The novelty and strength of our study is that we not only evaluated barriers for adherence to a healthy diet, but also evaluated facilitators in different stages of CKD, which may open the door to further research to improve adherence to nutritional treatment.

This study has some limitations: due to its qualitative design, it depends on the skills of the researcher and the interviewers; however, all dietitians involved in the study were previously trained by experts’ researchers, to ensure the correctly application of the interviews and avoid bias influencing the subject’s responses. Another limitation of this study was the quality of the recordings in a hospital environment such as waiting rooms (for example, there were some interruptions due to noise unrelated to the interview or recording quality flaws). For this reason, the interviews were carefully obtained, confirming that they had the best possible audio quality, the best sound clarity and the less data lost. Finally, since our study includes mixed methods, our final sample size was 20 people per group; which was sufficient for qualitative analysis but limited the quantitative analysis, when groups were compared.

Conclusion

Multiple barriers and facilitators were common in people across the spectrum of CKD. Independently of the treatment, all subjects perceived that the economy, food taste/flavor and the relation of food intake with negative effects in disease control were the main barriers to eat a healthier diet. Even though dietary restrictions were perceived as important barriers, it was more frequently noticed in people with CKD 3–5, PD and KT than in HD. People receiving PD reported a low willingness to change as a barrier for a healthy diet contrarily than the others.

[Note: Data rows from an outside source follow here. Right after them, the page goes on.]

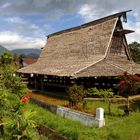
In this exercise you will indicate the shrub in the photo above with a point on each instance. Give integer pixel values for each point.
(76, 94)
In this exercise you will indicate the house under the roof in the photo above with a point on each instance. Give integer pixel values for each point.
(89, 51)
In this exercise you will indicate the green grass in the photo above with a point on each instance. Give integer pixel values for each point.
(117, 127)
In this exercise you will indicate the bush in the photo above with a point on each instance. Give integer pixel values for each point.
(76, 94)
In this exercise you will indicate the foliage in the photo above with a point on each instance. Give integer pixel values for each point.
(18, 122)
(135, 51)
(76, 94)
(12, 82)
(117, 127)
(129, 85)
(15, 122)
(106, 95)
(6, 58)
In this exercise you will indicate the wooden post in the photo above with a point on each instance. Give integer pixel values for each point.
(42, 82)
(35, 81)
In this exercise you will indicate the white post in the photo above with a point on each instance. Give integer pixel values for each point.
(100, 117)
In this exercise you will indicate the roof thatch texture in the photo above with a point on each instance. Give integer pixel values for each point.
(80, 52)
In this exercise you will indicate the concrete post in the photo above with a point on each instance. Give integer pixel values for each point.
(100, 117)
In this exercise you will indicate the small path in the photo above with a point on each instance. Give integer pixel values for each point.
(47, 98)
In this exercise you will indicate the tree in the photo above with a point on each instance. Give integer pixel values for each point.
(6, 58)
(135, 51)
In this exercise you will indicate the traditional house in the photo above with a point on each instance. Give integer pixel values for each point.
(91, 54)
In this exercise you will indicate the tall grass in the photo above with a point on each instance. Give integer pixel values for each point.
(117, 127)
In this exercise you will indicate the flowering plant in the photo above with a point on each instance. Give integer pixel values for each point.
(25, 99)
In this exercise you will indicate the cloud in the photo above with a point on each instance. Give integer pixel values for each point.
(21, 25)
(12, 40)
(32, 19)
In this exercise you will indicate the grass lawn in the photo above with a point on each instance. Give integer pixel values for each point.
(117, 127)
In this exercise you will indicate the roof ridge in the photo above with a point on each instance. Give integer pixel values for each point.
(89, 65)
(119, 14)
(116, 66)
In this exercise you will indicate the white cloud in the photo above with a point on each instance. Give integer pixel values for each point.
(6, 5)
(86, 11)
(12, 40)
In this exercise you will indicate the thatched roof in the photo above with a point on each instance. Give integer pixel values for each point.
(85, 51)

Facilitators to a healthy diet in all groups were mainly leaded by health care professional-related aspects, showing the need of dietitians with specialized training in nephrology, able to prescribe healthy diets with a modern approach (less restricted diet), implementing nutritional education and providing people with alternative food preparations and variety, according to economic and cultural available food. Considering the different needs and perceptions between people with CKD and RRT is of utmost importance to develop personalized intervention strategies to improve the diet adherence.

Data Sharing Statement

Data are available on request from the corresponding author.

Acknowledgments

We want to recognize the people who were present and collaborated during the completion of this research: Pilar Carolina Castro Mata, Saúl Rolón Neftalí Barbosa, Carolina García Ramírez and Nancy Gabriela Romero Ornelas.

Author Contributions

All authors made a significant contribution to the work reported, whether that is in the conception, study design, execution, acquisition of data, analysis and interpretation, or in all these areas; took part in drafting, revising or critically reviewing the article; gave final approval of the version to be published; have agreed on the journal to which the article has been submitted and agreed to be accountable for all aspects of the work.

Funding

The present study was funded by the Mexican Institute of Social Security, Priority Health Themes, Vulnerable Population and Emerging Themes 2023 (Application 2023-3-300). The funder had no role in the design, data collection, data analysis and reporting of this study.

Disclosure

The authors report no conflicts of interest in this work.